Comments of particular interest are noted with ‘*’.
- World Steel production Yr-on-yr growth was positive on a month and 12 month basis, though the avg daily rate from June to July fell markedly driven by slowdown across the Asian producers, representing 72% of global steel. Matau considers that national steel production is a measure of the industrial ‘condition’ or ‘maturity’ of a country. Many of the developed economies had stagnant or declining steel output, while emerging nations are exhibiting growth in output.
- It is actually surprising how few steel producing nations have actually contributed (positively) to the global steel markets since June 2008, the increase since then being +27.2%. Those nations are: China, South Korea, India, Turkey and Iran (that we have 2008 production data for) plus other emerging nations like Thailand, Vietnam and I expect Indonesia. The rest (~ of the 69 producers) have -ve growth.
- China – Freight traffic continues to report strong positive growth, as did Electricity production (reported last week). These are two of the three key economic data that one of Xi’s predecessors used to assess the health of the economy. Be somewhat wary of underestimating China’s growth. Power generation is increasing and more goods / materials are being freighted around the country (and imported). I have not seen end-use data … It has been said more than once that China is further down the path toward a consumer driven economy than many suspect. As has been pointed out by Petit (earlier report) China’s GDP is arrived at by different methods than most, and unless methodology has changed is not all that useful. Industrial output data suggests overall growth though data is a bit volatile.

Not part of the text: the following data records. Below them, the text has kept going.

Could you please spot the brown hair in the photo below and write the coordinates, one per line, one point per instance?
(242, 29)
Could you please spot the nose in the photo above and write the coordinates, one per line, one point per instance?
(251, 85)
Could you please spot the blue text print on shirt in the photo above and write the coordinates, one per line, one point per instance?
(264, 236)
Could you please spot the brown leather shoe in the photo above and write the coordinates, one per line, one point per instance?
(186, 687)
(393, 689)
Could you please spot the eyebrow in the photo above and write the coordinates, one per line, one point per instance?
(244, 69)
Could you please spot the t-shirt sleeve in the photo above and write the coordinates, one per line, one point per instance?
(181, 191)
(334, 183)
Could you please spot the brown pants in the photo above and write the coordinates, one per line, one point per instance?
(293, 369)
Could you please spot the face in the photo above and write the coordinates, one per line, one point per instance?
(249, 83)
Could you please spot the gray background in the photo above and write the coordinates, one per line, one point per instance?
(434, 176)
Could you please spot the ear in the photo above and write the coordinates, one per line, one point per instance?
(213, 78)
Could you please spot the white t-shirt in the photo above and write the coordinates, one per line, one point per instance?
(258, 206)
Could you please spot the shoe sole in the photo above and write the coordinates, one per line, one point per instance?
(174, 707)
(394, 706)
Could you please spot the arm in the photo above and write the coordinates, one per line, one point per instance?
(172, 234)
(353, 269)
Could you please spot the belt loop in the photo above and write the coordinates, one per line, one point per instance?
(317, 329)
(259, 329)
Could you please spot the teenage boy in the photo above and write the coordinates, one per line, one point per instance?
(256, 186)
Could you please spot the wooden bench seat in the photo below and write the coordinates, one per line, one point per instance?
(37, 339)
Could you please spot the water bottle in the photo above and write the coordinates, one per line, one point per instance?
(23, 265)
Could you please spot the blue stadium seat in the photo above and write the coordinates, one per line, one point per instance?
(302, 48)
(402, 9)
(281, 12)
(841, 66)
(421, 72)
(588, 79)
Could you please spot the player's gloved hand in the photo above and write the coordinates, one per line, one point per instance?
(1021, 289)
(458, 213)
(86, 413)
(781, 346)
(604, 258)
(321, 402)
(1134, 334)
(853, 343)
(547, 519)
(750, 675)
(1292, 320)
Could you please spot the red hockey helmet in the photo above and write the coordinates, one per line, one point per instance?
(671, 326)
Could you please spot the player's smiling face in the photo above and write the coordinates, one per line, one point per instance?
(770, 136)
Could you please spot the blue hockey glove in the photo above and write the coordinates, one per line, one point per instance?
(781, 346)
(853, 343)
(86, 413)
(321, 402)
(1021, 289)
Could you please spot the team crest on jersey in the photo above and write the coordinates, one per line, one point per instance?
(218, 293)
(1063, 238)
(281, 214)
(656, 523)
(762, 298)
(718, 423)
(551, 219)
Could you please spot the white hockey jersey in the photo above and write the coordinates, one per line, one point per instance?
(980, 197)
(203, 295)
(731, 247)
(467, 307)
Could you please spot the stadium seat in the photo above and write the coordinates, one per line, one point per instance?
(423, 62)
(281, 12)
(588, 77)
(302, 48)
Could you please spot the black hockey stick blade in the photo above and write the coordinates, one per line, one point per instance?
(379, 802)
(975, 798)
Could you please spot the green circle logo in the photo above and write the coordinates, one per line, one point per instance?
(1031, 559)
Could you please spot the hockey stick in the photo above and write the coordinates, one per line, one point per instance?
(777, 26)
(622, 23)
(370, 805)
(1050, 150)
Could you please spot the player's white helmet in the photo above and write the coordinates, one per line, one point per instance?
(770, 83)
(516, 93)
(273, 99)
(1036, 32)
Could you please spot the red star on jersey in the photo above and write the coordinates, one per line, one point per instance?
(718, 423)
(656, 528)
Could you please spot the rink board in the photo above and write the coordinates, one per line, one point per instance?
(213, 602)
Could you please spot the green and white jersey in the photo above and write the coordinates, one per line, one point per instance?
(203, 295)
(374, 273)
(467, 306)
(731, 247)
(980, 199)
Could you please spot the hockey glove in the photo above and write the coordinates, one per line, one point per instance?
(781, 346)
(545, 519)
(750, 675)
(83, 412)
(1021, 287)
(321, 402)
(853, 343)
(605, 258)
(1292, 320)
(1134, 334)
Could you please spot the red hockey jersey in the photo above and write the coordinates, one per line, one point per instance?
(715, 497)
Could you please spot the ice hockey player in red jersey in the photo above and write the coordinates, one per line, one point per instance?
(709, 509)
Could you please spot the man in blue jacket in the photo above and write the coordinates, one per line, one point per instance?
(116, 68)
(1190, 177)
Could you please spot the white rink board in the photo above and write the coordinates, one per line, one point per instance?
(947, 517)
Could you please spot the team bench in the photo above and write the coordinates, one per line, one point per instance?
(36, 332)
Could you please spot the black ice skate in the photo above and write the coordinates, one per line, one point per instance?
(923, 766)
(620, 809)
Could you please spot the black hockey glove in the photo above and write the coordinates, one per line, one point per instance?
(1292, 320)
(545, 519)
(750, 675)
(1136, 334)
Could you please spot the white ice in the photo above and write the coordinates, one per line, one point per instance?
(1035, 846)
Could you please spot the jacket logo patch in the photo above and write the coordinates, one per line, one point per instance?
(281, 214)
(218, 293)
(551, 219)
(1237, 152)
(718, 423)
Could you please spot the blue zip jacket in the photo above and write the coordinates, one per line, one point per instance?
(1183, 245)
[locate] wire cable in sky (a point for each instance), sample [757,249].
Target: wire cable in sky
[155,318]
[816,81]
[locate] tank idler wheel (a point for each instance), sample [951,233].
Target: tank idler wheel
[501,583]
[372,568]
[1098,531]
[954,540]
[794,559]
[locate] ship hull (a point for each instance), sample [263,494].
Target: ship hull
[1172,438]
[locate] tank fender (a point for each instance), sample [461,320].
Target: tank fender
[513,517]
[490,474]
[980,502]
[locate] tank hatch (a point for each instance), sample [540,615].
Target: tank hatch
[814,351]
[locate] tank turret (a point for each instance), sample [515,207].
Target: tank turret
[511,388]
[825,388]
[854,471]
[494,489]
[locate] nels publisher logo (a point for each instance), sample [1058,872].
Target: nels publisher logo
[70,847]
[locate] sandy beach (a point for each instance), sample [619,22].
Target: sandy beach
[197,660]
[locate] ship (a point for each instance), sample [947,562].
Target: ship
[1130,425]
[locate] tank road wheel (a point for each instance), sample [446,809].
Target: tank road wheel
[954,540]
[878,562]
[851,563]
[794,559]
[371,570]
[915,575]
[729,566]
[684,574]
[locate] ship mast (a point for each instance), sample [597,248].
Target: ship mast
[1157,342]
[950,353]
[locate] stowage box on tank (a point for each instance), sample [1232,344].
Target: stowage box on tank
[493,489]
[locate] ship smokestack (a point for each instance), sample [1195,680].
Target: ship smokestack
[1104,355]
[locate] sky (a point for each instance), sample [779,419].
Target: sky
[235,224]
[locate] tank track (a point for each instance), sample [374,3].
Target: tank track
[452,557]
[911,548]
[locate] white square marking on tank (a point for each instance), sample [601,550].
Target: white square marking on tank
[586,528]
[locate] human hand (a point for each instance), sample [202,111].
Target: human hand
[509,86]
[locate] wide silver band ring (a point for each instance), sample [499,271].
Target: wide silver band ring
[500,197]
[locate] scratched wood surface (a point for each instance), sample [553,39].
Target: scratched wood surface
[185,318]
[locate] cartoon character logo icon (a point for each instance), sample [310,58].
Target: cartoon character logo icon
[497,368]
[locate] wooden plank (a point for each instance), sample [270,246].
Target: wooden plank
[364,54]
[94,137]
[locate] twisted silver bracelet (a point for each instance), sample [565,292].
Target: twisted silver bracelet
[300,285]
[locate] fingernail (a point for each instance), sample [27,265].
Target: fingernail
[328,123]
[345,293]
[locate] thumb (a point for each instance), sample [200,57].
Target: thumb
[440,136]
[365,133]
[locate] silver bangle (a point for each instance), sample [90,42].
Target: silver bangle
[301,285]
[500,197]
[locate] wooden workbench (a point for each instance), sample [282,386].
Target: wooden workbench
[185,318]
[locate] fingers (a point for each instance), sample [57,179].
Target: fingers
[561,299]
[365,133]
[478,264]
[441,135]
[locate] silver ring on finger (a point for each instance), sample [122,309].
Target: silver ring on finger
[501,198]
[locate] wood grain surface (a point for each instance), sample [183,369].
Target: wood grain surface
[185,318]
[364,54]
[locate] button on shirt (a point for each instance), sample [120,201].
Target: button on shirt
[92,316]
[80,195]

- It is the industrial output Matau is interested in, i.e. that consumes commodities. Part of China’s move to a consumer economy includes exporting some of its manufacturing capacity to lower cost [the Asia-five] nations (Philippines, Vietnam, Thailand, Malaysia, Indonesia) which changes perceived political risks in addition to improving economics). USA has lost a lot of industrial capacity to offshore jurisdictions, and the current Administration is attempting to reverse that … not sure that is a good idea.
- Base metal inventories continue to remain tight. In a broad sense not much has changed. Most prices are in the ‘nose of pinch-point graphs. Pinchpoint positions are mostly less than 1 week’s consumption. However sentiment (geopolitical) continues to drive prices over fundamentals.
- However Nickel price has now responded strongly to fears of supply disruption. This is an instance where fundamentals are surfacing through the wider geopolitical rhetoric. (… albeit still ‘fears’ of the fundamentals, but at least there is a real basis underlying the price movements). …
- Pinchpoint graphs are currently telling selective stories by (base metal) commodity, though most are fundamentally tight. Ni, Zn & Sn are in backwardation and the contangos for Cu and Pb are ‘small’. Nickel has shown how the market is likely to react to ‘fear’ of disruption in a market where supply is tight. Matau had a view that the Ni market (stock levels at about 4.5 weeks) may have had further to fall before exhibiting ‘tight’ reactions.
- Outlook remains for ‘not enough’ new mine supply in coming years (the next decade), for several key commodities, particularly for EV sales growth.
- Work on resources supply growth, which means achieving suitable commodity prices to incentivise new production, is required to meet the ambitious production and sales growth targets for EVs. (Matau reported on this in an earlier Commodity Review). Matau believes that without evidence of increased prices and increased development commitments, the EV sales growth targets (greater than ~20% p.a. for a decade … or so) will have to be tempered.
- The theme of the June Resources Rising Stars conference earlier this year was I think very appropriate for the current investment and geopolitical market … “Pick the stock, not the market” … which lends to careful assessment of projects, stocks and management, to choose where to invest. The nature of very tight metals markets has been seen before, and can turn markedly, very fast. However at this stage time frames are being clouded, and often delayed, which makes stock selection challenging.
*Copper BHP expects a structural Cu deficit to emerge in the early to mid- 2020s. SFR & MOD.
*Cobalt DRC economy to be hit with stoppage of Co output in the south. Supply growth issues remain.
*Nickel Nickel supply fears: fears of Indonesian export ban; Ramu threatened with shutdown.
*Zinc & Lead Teck’s Trail plant repairs reduces output by ~25%. ORN progressing Prieska.
*Tin Trade tensions between Japan & South Korea over WWII reparations agreement.
Aluminium Outlook for Japanese premia over LME to increase.
*Gold Speculative funds moving into gold-backed ETFs.
Platinum & Palladium China may ease restrictions on auto sales.
*Oil Russian oil production cuts smaller than expected in August, but had over-complied in July.
Coal Indian mills agreed to price-index-linked contacts for met coal. Demand for thermal soft at present.
*Iron Ore FMG confident in ongoing Fe-ore demand. Focus is on factors FMG can control.
Shipping Rates up on Asian routes. .
*World Steel production: A production rate drop from June to July, though +ve yr-on-yr growth.
*USA – Orders to Durable goods, Vehicles, Computers & Electronic goods: broadly +ve
*Japan – Industrial Production: -ve total, but +ve in key segments.